Paul in Thessalonica
In 1 Thessalonians 2, the apostle Paul references his time with the people in the church of Thessalonica, and if you read it too quickly, you may not think too much about it. However, what Paul says there, I believe reinforces this truth of God working in the ordinary, everyday moments of our lives.
9 Surely you remember, brothers and sisters, our toil and hardship; we worked night and day in order not to be a burden to anyone while we preached the gospel of God to you… 12 encouraging, comforting and urging you to live lives worthy of God, who calls you into his kingdom and glory.
(1 Thessalonians 2:9, 12)
Paul says that while he was there, he worked alongside them. Most commentators believe that Paul was there for about 3 months. Paul didn’t come in and hold a huge, extraordinary revival and then leave.
No, he stayed there. Day after day he labored with them. They talked together. They ate together. They performed chores together. Ordinary, everyday things, but yet he says that through it all, he was encouraging, comforting and urging them to live lives worthy of God.
The Holy Spirit was doing something through them in those ordinary moments to encourage, comfort, and call them into their union and abundant life in Christ.
Experiencing Jesus in the Ordinary
As you walk through the ordinary, mundane activities of life, know that Christ in you is at work. If you’ve put your faith in Jesus for salvation, He is in you and you are in Him.
In each ordinary moment, you are in union with Christ, and He is giving you love, providing for you, and desiring for you to turn your attention to Him even in those moments. There is intimacy with Him even in the ordinary.
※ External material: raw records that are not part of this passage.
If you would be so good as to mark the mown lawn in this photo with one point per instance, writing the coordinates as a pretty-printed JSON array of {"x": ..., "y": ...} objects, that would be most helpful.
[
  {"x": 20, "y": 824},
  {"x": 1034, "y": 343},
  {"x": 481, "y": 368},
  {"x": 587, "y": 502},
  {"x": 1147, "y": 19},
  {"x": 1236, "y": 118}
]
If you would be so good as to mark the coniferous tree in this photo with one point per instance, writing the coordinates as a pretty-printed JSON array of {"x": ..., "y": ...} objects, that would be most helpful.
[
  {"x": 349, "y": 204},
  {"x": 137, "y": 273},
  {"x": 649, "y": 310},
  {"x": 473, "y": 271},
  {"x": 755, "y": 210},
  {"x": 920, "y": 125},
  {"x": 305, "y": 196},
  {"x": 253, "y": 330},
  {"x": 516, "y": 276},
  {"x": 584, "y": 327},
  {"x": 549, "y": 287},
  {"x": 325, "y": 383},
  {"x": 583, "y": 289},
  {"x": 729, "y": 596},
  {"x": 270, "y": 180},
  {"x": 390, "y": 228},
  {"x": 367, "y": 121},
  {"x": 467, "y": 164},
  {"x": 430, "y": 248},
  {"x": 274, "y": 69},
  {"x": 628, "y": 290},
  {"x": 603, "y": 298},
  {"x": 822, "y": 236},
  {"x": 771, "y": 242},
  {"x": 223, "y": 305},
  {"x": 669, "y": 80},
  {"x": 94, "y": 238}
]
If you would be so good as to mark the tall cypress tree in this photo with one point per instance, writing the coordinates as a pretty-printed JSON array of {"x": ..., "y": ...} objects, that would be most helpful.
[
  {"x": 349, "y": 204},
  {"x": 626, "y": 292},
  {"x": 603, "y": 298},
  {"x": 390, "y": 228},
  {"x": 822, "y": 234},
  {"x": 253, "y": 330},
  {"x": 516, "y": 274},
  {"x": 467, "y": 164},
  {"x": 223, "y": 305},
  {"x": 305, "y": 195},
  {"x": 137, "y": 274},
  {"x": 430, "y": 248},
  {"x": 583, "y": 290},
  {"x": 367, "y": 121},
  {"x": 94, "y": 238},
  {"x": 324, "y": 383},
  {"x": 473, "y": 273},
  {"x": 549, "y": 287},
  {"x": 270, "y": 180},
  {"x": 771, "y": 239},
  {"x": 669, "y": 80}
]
There are things He’s doing through you to impact others in those times as well. You may not even know how Jesus is at work through you when you share a meal, talk in the car, take a walk together, do the dishes together, etc. but Jesus doesn’t need a mountaintop experience to impact others through you.
I encourage you to set your heart and mind on Christ in you and you in Christ as you walk through each and every ordinary aspect of life. Enjoy Him in those moments and participate with Him in what He’s doing through you in those times as well. Don’t waste the ordinary by constantly seeking after the extraordinary.